Communication Cheats (Hacks? Tips?)
I hate being misunderstood. It is one of my least favorite things. In fact, it kind of eats me up inside. I know I need to care less what other people think of me but that is easier to do when I haven’t been misunderstood. The problem is that we can be so concerned with being understood that we don’t spend the same amount of effort to listen to and understand others. I have been lucky to learn the skills of listening through my master’s in counselling. I spent 3 years learning how to listen to and understand others. And I feel thankful because it has helped me in all most of my interactions with others.
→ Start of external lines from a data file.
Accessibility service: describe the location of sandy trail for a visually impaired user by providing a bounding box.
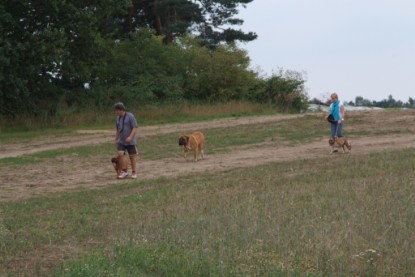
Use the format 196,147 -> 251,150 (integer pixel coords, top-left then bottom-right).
0,114 -> 305,159
0,111 -> 415,201
0,132 -> 415,201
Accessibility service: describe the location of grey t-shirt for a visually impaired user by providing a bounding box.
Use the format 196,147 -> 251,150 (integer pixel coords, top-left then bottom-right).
115,112 -> 138,145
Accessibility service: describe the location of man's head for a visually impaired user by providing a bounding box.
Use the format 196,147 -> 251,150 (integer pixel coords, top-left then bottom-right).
330,92 -> 339,103
114,102 -> 125,116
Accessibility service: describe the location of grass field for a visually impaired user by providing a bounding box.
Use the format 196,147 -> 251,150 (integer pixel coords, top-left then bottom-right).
0,106 -> 415,276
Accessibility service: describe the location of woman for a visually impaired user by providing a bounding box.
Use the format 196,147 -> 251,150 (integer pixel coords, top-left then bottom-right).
326,93 -> 345,138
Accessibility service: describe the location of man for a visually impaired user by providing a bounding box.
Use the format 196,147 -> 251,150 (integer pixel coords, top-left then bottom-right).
326,93 -> 345,138
115,102 -> 138,179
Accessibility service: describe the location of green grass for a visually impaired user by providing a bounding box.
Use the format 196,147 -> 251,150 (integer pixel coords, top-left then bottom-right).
0,149 -> 415,276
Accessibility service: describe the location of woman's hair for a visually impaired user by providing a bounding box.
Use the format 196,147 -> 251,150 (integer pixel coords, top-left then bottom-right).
330,92 -> 339,100
114,102 -> 125,111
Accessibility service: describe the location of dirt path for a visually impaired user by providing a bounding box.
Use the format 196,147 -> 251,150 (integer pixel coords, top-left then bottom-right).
0,114 -> 305,159
0,110 -> 415,201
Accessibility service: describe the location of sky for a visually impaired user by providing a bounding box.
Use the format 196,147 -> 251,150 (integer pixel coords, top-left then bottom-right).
236,0 -> 415,102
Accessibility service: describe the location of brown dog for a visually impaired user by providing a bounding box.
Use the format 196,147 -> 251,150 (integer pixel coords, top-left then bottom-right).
329,137 -> 352,154
111,155 -> 128,178
179,132 -> 205,162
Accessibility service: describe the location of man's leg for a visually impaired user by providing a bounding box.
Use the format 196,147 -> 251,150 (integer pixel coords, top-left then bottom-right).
117,148 -> 128,179
128,146 -> 137,178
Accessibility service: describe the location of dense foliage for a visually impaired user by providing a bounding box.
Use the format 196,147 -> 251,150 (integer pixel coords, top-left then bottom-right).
0,0 -> 306,117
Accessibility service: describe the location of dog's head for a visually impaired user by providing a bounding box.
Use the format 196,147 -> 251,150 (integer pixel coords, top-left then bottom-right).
179,135 -> 189,146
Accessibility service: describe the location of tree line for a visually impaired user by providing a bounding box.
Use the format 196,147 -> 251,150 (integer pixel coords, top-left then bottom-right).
349,95 -> 415,108
0,0 -> 307,117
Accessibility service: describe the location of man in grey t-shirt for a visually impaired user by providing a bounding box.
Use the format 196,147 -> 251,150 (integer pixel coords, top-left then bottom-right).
115,102 -> 138,179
Some of the communication tips I have learned:
#1 ~ When people are emotional, respond to their emotion. If you are talking to someone who is angry, sad, embarrassed, or feeling anything strongly, escalating to their level doesn’t help to solve the problem, but it is helpful to recognize and respond to their emotion. When someone is emotional, they are not ready to be rational, so this is not the time to be discussing facts and details (lectures are futile at this point). They are not listening. They are caught up in their emotions and an overload of oxygen and adrenaline is racing through their bodies, preparing them for ‘fight or flight’. By empathizing with their emotion, “that sounds really infuriating” or “I can see how you would be VERY angry with me if that’s what you thought my intention was,” people feel understood and validated in their emotion. When they feel understood, it brings them down from ‘fight or flight’ mode, the adrenaline and oxygen levels can regulate, their mind can stop racing, and they are able to return to their reasoning selves. Then you can have a reasonable conversation.
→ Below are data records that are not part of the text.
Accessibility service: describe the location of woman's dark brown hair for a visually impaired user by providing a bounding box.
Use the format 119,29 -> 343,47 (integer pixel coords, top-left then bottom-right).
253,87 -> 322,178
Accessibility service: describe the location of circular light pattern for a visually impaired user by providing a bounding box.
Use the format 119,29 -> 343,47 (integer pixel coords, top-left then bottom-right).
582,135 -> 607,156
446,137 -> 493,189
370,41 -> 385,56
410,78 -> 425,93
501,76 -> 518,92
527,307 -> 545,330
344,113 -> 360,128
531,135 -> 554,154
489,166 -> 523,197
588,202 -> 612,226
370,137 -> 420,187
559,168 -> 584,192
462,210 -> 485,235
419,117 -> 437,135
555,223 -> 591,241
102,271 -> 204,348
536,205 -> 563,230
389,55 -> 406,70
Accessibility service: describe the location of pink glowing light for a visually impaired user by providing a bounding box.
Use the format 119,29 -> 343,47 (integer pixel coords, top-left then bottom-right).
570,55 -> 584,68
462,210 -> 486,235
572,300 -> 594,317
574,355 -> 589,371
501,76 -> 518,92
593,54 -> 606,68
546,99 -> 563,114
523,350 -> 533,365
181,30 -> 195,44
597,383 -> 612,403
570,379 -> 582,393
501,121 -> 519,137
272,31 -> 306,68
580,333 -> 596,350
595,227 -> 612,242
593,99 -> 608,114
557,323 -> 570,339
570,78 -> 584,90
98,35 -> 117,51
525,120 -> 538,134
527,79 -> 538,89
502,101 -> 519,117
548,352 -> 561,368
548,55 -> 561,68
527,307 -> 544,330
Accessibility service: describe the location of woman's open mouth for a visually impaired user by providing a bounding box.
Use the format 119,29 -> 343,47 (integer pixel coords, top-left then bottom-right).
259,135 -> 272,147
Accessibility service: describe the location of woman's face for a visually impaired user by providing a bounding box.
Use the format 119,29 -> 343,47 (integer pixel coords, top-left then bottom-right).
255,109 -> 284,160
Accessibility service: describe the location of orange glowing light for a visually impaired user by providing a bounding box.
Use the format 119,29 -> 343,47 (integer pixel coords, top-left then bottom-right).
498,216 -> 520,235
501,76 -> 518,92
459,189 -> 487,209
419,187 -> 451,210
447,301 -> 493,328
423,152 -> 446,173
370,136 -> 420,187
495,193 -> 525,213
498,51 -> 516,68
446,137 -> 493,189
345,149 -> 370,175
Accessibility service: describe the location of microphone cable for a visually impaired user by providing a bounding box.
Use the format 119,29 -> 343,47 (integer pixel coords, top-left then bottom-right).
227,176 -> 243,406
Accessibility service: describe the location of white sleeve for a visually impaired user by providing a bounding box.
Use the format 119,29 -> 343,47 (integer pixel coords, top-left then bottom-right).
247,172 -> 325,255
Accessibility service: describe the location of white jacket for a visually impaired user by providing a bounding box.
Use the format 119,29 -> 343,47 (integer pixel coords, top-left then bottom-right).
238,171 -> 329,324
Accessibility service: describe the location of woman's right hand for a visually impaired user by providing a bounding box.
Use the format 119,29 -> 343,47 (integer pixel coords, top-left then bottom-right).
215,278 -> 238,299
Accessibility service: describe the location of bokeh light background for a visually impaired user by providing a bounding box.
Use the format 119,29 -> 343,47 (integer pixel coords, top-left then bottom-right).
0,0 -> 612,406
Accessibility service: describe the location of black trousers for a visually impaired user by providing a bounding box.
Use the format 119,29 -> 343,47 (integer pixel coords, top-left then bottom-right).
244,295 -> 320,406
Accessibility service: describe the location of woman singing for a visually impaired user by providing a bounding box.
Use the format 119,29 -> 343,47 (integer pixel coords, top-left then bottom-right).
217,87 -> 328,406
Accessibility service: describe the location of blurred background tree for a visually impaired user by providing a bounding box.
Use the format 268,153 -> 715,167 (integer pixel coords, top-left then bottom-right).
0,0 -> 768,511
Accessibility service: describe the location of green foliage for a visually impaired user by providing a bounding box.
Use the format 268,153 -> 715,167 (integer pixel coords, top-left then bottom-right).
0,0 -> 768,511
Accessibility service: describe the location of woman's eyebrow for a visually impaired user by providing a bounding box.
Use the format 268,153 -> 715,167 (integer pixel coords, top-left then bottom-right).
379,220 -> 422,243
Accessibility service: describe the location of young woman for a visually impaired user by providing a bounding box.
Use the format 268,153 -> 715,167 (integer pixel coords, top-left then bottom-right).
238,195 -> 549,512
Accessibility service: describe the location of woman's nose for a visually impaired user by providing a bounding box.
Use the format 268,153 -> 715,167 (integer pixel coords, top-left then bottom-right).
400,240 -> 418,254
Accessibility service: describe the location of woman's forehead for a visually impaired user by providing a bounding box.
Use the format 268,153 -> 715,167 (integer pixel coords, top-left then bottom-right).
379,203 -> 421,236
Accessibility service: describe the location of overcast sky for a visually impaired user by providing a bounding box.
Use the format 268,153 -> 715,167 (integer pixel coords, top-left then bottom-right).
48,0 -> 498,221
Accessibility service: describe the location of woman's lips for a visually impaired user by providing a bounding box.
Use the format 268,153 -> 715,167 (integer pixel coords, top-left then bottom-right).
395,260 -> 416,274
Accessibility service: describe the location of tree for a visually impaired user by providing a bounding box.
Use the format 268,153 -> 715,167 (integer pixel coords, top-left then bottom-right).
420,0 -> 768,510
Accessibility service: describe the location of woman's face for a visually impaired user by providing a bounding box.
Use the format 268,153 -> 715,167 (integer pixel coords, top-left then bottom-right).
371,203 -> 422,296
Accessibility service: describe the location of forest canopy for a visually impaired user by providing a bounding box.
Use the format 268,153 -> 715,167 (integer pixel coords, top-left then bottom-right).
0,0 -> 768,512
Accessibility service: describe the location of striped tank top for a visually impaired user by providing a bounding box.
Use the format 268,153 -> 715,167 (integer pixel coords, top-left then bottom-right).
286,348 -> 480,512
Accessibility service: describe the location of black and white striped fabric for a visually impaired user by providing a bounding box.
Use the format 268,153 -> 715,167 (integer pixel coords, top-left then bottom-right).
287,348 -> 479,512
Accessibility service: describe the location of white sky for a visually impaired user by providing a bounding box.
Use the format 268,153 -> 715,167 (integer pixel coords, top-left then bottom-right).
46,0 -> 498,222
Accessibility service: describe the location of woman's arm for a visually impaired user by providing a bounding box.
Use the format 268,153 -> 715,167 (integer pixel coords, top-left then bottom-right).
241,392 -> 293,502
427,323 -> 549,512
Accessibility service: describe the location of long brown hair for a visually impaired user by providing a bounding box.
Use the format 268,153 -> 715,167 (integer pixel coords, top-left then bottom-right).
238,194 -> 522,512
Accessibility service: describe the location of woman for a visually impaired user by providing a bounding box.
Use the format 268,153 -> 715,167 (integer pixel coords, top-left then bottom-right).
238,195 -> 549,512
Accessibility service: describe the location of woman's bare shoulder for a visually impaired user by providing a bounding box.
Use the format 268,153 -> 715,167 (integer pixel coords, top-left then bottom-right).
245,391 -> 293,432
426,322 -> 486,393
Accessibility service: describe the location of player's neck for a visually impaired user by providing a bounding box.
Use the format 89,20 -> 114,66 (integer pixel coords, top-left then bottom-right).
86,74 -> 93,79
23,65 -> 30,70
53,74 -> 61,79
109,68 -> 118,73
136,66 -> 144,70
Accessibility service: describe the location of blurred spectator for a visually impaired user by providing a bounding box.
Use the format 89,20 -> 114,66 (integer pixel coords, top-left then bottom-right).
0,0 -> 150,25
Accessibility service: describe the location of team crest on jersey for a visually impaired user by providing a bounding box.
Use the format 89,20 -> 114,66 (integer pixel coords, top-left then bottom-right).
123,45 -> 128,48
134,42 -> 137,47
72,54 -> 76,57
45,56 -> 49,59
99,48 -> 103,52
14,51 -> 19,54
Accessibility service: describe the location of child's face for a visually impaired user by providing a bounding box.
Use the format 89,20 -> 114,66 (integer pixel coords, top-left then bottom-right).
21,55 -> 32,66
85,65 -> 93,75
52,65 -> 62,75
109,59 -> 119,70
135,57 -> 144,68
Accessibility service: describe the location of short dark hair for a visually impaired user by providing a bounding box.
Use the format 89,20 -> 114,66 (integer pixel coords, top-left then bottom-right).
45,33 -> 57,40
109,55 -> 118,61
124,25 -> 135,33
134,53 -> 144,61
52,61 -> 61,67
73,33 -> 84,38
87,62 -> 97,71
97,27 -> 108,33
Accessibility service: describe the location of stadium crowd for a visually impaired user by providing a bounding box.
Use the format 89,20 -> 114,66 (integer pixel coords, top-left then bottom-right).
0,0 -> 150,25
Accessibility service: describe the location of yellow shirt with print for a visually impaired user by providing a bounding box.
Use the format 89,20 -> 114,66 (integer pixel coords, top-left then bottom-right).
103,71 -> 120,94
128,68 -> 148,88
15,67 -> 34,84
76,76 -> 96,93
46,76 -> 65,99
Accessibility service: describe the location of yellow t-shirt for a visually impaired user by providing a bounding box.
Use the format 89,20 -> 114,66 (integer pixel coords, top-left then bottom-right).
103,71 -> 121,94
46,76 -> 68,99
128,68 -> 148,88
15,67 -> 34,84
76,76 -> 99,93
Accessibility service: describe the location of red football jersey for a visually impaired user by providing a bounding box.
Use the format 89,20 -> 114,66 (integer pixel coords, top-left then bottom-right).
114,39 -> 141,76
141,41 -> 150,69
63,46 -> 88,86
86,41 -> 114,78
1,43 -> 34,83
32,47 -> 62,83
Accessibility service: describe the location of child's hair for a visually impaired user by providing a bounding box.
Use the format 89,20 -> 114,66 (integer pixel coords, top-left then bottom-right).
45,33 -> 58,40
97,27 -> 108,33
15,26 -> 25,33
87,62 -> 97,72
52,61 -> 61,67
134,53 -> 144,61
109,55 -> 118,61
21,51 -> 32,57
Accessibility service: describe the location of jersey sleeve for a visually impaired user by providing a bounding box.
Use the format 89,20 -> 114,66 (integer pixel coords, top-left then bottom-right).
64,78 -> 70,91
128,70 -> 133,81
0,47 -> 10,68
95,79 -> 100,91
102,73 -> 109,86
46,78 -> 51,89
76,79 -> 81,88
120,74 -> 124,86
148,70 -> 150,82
#2 ~ Don’t get pulled into the vortex of team building. When people are upset they want to start talking about the problem and gathering people on their team who will see the situation through their lens. When you are listening to someone talk about their frustrations, remember they are telling you their side of the story. It is very rarely exactly how things happened. It couldn’t be, because they weren’t privy to the interpretation that was going on in the minds of other people who were involved. They can speak about their interpretation of others’ intentions, their manipulations and how others were acting, but it is still only their interpretation of the situation. Memory is subjective so events are rarely remembered accurately. In this case again, respond to the emotion of what they are saying, “Wow, if that is they way things went then you must have felt outraged” without confirming that you are siding with them. By saying “if that is they way things went” you are agreeing that you would feel similarly in the described situation but you are not confirming that you agree with the description. This is an especially important skill to use when listening to your kids talk about what happened at school/at a friend’s house. They often want to appeal to your emotions at the expense of cold hard facts. They want their parents to see it from their point of view and to empathize with them. (If you are thinking, “My kid doesn’t do that” I beg to differ. It is human nature. And I have worked with A LOT of kids in my lifetime.)
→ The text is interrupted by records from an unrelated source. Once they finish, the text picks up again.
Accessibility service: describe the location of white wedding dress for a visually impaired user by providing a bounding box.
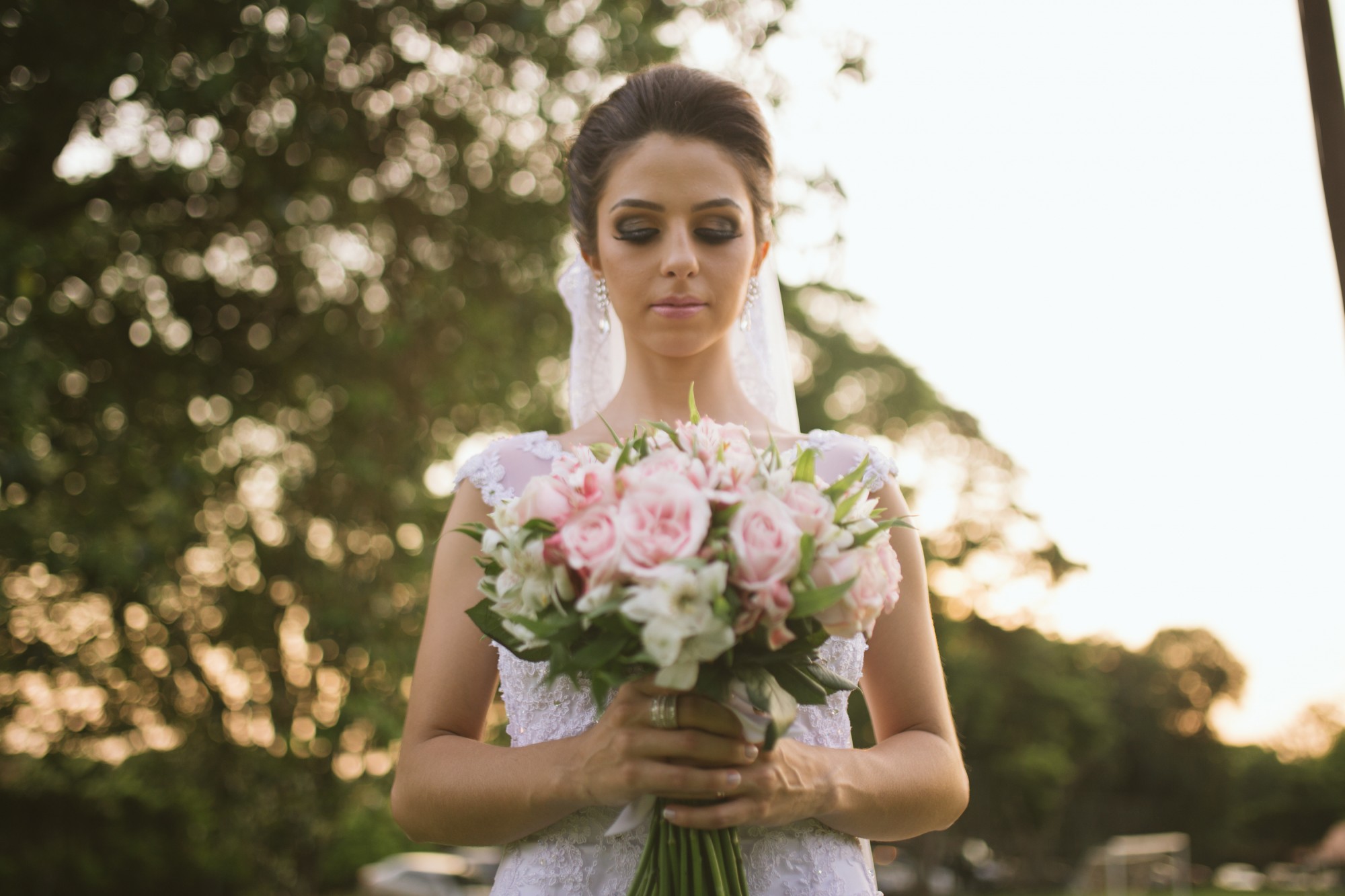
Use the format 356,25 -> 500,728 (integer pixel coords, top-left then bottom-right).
455,429 -> 896,896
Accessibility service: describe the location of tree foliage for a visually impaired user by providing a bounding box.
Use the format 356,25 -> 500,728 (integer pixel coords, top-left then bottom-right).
0,0 -> 1338,893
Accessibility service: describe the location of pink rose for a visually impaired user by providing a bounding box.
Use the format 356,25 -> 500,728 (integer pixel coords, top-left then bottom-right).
617,474 -> 710,576
516,477 -> 574,526
677,417 -> 724,463
729,491 -> 803,591
874,529 -> 901,614
783,482 -> 837,538
812,548 -> 890,638
733,583 -> 794,650
551,451 -> 616,509
557,505 -> 621,585
709,440 -> 757,503
570,463 -> 616,507
617,448 -> 691,486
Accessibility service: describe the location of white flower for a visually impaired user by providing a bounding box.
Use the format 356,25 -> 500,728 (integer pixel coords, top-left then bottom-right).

#3 ~ Ask for clarification rather than assume. So often we assume we know what someone meant and we may become needlessly offended. By clarifying, we can know whether it was misinterpretation or whether we actually should feel offended. Questions like, “When you said I don’t need to bother coming, did you mean that you’d rather not have me along?” can help clarify intention and prevent a needless argument.
#4 ~ Tell people how you are affected by the problem situation rather than accusing them for how they are acting. “I miss you” is a lot less interrogating than, “Why aren’t you spending more time with me?” It is kind of the old “I statement” advice. By telling people how you are feeling, they are more willing to enter into dialogue about the issue; whereas, questioning them puts them on the defensive and the conversation will likely not end in resolution of the problem.
Likely you will have lots of opportunity to practice these in the workplace, at home, and especially during family gatherings. I know I do.